After dinner, the guard came in and told the young woman and me to follow him. He led us into the commander’s office.
“Hi, I’m Annabel,” the young woman said.
“I’m Vicky,” I said, shaking her proffered hand.
“When did you get here?” she asked.
“I really don’t remember, but it was sometime today. It’s been a long day. What about you?”
“They came to my mom’s store in the afternoon but I wasn’t there. They waited for two hours until I arrived. Then they drove me here. I told them I wanted my husband to accompany me but they said there was no time to waste. It was almost dark when we got here.

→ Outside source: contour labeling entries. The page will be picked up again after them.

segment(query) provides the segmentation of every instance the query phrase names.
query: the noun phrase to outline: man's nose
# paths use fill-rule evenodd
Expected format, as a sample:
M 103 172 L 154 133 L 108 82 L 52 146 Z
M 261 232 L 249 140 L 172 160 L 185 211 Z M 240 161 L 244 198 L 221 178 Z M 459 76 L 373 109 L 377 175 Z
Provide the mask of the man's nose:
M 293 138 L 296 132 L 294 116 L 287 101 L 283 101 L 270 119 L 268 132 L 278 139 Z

The commander had already gone home and they said I would have to wait until tomorrow to be interrogated,” she explained.
“Oh,” I said. I did not know what else to say. How do I tell someone that I couldn’t remember what I had gone through just hours ago?She noted my discomfort and quickly changed the subject.
“What school do you go to?” she asked, trying to make conversation.
When I told her she replied, “That’s where I went to school too. I graduated high school two years ago.” We talked some about St. Scholastica’s. She did not attend the new campus as it had yet to be built. I began telling her where the new campus was and described to her how it looked.
The new campus was called Cer-Hill, named, oddly enough, after the real estate company that developed it. The school’s main building comprised three stories and accommodated more classrooms than the old site, located in central San Fernando, next to the foul-smelling wet market.